Advanced Search: Add an option of using updated_at instead of callbacks
Everyone can contribute. Help move this issue forward while earning points, leveling up and collecting rewards.
Background
Our current Advanced Search callback logic can sometimes be fragile.
Proposal
I'd like to propose an alternative way we can queue documents for indexing for some document types.
What we can do is to use a cron worker that's going to scan the underlying table in increments using updated_at.
Let's say we switch projects to this new approach. This new worker/service is going to do is to pick initial time. Let's say Time.at(0) (epoch: 0). Every iteration we're going to do process a batch of documents:
updated_at_cursor = <load from redis>
projects = Project.where('updated_at > ?', updated_at_cursor).order(created_at: :asc, id: :desc).limit(PROCESSING_LIMIT)
Elastic::ProcessBookkeepingService.track!(*projects)
# save latest timestamp to redis (projects.last.updated_at)
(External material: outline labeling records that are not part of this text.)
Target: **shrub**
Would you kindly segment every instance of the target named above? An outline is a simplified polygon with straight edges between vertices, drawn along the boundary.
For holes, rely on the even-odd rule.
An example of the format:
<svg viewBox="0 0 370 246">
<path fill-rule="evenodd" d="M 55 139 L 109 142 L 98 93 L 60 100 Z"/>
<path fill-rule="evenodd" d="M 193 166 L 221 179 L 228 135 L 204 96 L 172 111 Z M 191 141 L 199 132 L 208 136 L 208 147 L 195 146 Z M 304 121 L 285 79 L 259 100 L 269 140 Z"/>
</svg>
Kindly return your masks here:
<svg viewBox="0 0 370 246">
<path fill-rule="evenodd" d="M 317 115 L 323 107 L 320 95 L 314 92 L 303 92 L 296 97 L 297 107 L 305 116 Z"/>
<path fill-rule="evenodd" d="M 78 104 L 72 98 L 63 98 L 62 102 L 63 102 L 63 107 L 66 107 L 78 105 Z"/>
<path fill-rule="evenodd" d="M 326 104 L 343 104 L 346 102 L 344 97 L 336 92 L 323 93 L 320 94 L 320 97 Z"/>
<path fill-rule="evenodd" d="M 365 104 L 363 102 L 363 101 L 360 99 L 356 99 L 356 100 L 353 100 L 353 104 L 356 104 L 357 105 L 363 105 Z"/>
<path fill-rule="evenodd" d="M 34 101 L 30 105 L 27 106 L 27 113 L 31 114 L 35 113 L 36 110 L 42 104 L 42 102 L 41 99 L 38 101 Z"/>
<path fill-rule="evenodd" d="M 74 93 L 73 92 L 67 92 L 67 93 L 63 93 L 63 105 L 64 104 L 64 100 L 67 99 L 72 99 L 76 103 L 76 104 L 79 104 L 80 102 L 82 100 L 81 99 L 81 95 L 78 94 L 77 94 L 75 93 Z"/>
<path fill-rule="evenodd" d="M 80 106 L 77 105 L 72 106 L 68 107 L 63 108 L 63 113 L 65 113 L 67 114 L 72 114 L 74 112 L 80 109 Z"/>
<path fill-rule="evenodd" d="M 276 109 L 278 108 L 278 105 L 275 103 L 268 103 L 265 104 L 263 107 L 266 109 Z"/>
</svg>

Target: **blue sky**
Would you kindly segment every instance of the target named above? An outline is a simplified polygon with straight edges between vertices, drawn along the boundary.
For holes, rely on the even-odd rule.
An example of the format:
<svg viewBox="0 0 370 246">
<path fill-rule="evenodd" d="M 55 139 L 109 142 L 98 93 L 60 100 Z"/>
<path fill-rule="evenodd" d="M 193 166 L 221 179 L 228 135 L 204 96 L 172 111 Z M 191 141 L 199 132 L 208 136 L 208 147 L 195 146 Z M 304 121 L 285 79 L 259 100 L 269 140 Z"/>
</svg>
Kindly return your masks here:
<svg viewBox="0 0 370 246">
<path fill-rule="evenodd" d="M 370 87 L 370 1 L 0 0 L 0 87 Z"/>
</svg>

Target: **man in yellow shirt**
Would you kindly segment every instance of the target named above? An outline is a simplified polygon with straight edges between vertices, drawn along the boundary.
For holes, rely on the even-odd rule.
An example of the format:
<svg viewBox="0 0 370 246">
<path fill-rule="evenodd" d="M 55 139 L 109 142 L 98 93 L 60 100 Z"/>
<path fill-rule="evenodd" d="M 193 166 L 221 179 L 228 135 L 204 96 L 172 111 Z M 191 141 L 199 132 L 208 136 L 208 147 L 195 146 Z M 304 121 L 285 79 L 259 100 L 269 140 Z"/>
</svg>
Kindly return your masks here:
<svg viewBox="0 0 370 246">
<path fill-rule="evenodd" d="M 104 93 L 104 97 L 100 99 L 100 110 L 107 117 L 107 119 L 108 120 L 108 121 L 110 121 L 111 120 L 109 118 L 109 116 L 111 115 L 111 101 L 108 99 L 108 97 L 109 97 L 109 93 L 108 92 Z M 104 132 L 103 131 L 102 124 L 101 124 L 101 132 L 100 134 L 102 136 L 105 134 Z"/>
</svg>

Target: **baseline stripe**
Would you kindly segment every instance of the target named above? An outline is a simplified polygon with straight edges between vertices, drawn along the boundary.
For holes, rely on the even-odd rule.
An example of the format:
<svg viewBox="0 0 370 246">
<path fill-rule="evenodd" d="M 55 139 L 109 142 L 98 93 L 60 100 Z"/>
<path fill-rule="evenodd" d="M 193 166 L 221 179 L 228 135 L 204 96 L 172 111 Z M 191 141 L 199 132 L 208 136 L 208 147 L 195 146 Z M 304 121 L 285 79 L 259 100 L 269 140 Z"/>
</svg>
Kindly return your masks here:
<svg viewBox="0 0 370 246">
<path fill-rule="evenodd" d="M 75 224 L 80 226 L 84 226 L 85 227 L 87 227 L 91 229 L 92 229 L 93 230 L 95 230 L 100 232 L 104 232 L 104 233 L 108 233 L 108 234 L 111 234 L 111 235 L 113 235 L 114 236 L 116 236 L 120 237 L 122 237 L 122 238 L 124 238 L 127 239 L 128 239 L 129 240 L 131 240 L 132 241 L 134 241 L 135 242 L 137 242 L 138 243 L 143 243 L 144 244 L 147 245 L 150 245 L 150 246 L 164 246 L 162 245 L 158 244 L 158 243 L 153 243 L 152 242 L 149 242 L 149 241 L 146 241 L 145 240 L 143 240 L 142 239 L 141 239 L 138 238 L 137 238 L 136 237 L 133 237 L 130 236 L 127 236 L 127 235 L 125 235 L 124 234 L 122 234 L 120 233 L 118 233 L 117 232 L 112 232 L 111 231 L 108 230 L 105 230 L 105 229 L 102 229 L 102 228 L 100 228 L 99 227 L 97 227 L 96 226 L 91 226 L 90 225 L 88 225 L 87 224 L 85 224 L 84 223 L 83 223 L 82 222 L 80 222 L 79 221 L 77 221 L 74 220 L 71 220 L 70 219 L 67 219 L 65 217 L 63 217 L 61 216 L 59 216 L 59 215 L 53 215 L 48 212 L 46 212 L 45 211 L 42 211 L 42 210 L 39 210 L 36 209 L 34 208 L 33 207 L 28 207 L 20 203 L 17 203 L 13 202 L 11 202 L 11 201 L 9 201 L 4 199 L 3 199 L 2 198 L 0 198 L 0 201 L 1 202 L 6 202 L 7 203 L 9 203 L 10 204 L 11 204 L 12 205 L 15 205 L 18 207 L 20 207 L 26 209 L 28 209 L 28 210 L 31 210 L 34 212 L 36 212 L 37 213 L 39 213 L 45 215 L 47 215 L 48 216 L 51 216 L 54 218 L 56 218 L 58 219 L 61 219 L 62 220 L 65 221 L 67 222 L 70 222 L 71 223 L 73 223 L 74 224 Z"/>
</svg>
# requeue the worker if needed. For example, if the number of projects is equal to the limit
The main benefit is that this approach should be much more robust.
If we decide to do that, I think we should use the approach similar to Search::Zoekt::SchedulingService where you have an initial task scheduling subtasks. In this case we'd run this for all supported document types (document types that opted-in into this new indexing logic)